Putin gerät unter Druck – und genau das macht ihn gefährlicher
10. Juli 2026 - Anton Voglmaier in Allgemein | Keine Kommentare »
Im Juli 2022 habe ich geschrieben:
„Putin ist ein Verlierer – aber das macht ihn umso gefährlicher.“
Vier Jahre später hat sich die zentrale These meiner damaligen Kolumne bestätigt.
Putin wollte die NATO zurückdrängen. Er hat das Gegenteil erreicht: Finnland und Schweden sind dem Bündnis beigetreten.

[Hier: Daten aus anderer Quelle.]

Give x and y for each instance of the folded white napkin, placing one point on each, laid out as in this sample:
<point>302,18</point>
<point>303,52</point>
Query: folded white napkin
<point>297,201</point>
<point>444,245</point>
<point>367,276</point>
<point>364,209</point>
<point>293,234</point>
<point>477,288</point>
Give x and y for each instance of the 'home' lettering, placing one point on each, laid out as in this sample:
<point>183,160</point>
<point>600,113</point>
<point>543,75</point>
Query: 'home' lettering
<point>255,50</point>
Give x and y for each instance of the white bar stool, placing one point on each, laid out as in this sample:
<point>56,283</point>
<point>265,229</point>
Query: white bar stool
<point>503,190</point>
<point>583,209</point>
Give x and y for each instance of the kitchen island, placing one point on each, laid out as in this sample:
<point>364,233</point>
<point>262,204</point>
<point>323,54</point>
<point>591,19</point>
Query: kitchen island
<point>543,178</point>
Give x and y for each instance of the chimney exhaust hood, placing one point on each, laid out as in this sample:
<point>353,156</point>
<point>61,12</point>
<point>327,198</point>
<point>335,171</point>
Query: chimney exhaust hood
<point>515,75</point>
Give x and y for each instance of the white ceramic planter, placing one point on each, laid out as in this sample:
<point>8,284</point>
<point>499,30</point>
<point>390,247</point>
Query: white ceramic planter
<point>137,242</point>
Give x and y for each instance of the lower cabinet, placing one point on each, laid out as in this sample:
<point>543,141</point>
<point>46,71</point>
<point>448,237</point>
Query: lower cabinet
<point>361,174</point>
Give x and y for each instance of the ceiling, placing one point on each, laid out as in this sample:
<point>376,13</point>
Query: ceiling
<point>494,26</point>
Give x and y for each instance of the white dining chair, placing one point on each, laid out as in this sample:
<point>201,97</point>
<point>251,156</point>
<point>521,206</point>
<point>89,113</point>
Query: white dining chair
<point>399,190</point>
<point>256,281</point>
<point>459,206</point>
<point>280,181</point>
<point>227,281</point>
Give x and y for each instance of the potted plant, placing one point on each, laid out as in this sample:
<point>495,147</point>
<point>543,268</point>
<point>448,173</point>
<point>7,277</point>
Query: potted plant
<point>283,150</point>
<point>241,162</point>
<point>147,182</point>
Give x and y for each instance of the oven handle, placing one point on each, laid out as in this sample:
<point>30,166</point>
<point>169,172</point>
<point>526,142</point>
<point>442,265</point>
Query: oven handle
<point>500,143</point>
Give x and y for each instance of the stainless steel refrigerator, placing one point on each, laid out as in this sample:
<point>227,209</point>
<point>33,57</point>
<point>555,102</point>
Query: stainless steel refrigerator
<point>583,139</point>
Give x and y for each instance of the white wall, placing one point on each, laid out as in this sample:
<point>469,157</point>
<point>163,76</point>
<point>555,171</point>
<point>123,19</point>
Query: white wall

Die europäischen NATO-Staaten geben deutlich mehr für ihre Verteidigung aus. Auch die EU hat ihre Energieimporte aus Russland stark reduziert – vollständig beendet sind sie allerdings noch nicht.
Auch die Ukraine konnte Putin nicht unterwerfen. Russland hält weiterhin besetzte Gebiete im Osten und Süden des Landes. An der Front kommt seine Armee trotz großer Verluste jedoch nur langsam voran. Der entscheidende militärische Erfolg, den der Kreml als Sieg präsentieren könnte, ist ausgeblieben.
Gleichzeitig steigen die Kosten des Krieges.
Die russische Wirtschaft wird immer stärker von Rüstungsausgaben geprägt. Ukrainische Angriffe treffen Raffinerien, Treibstofflager und andere kriegswichtige Einrichtungen tief im russischen Hinterland.
Das bedeutet nicht, dass Putin vor dem Ende steht.
Russland verfügt weiterhin über erhebliche militärische und wirtschaftliche Ressourcen. Der Kreml hat das Land auf einen langen Krieg ausgerichtet und kontrolliert die Bevölkerung mit Repression, Propaganda und Angst.
Doch Putins Spielraum wird enger.
Ein Ende des Krieges ohne vorzeigbaren Erfolg würde die Frage aufwerfen, wofür Russland seit 2022 so viele Menschenleben, so viel Geld und einen großen Teil seiner Zukunft geopfert hat.
Für Putin geht es längst nicht mehr nur um die Ukraine, sondern auch um seine Macht und das Überleben seines politischen Systems.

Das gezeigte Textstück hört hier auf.